21

1.8K 261 95
                                    

"Kenapa aku ditarik kaya gini?!" Erika berusaha berontak ketika dua orang penjaga rumah tiba-tiba saja datang, menyeret tubuhnya keluar dari kamar. Erika termenung sesaat, kenapa ia diperlakukan seperti ini?

Amel yang sedang memainkan ponsel jadi menoleh ketika ada algojo datang dengan baju serba hitam, wajahnya tertutup oleh kain hitam. Siapa lagi yang akan Lala eksekusi? Amel menyimpan ponselnya dan buru-buru berjalan ke arah ruang rapat. Dari arah bersebrangan, ia melihat Erika diseret oleh Batara dan Kasim ke ruang itu. Amel mempercepat langkahnya kemudian berhenti tepat di belakang Erika, memandang semua kakaknya -kecuali Beby- tengah berdiri, sementara Erika dipaksa berlutut di lantai.
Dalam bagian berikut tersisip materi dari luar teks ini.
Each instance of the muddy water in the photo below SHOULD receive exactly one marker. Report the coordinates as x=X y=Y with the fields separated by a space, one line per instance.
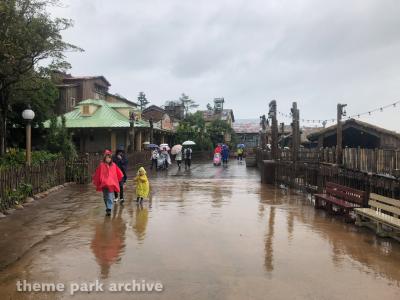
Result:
x=211 y=233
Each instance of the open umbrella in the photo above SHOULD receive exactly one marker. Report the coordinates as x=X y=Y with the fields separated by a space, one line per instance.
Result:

"Ada apa ini?!" tanya Amel panik. "Kalian gak tau Erika pacar aku?!" Amel marah besar, ia menendang keras punggung Batara dan Kasim lalu menarik tangan Erika untuk berdiri. Amel langsung memeluk Erika.

"Tarik Amel," ucap Lala sambil memainkan cincin milik Erika yang belum diberikan pada pemiliknya. Batara dan Kasim buru-buru menuruti perintah Lala dengan menarik paksa tangan Amel dari jangkauan Erika.

"Lepas!" Erika menepis kasar tangan Batara sampai terlepas lalu duduk berlutut di lantai karena tau, mereka akan mengeksekusinya.

"Ngga!" Amel menggeleng panik ketika melihat algojo itu masuk ke ruangan. "Ada apa ini?! Apa kesalahan yang Erika buat?!" Amel menatap semua kakaknya satu persatu.

"Sekarang jujur sama kami, siapa kamu sebenarnya? Di belakang kamu ada orang yang siap pecut kamu kalo kamu gak jujur," jelas Lala maju beberapa langkah mendekati Erika dan melipat kedua tangan di depan punggung. "Apa alasan kamu nolongin Amel saat pertama kali kalian ketemu?"

Erika mulai meneguk ludahnya lalu memejamkan mata sejenak, berusaha mengontrol ekspresi wajahnya agar terlihat tenang meski sebenarnya, jantungnya berdegup kencang.

Lala menatap anak buahnya kemudian mengibaskan tangan kanannya perlahan, memberi sebuah isyarat.

Erika terjengit dan mengerang saat merasakan pecutan keras di punggungnya, "Dulu Amel takut liat aku, dia gak mau kenalan sama aku. Saat itu, aku pikir dia orang gila tapi aku yakin dia baik, makanya aku selametin dia." Tidak sempat bernafas lega, Erika kembali merasakan pecutan keras.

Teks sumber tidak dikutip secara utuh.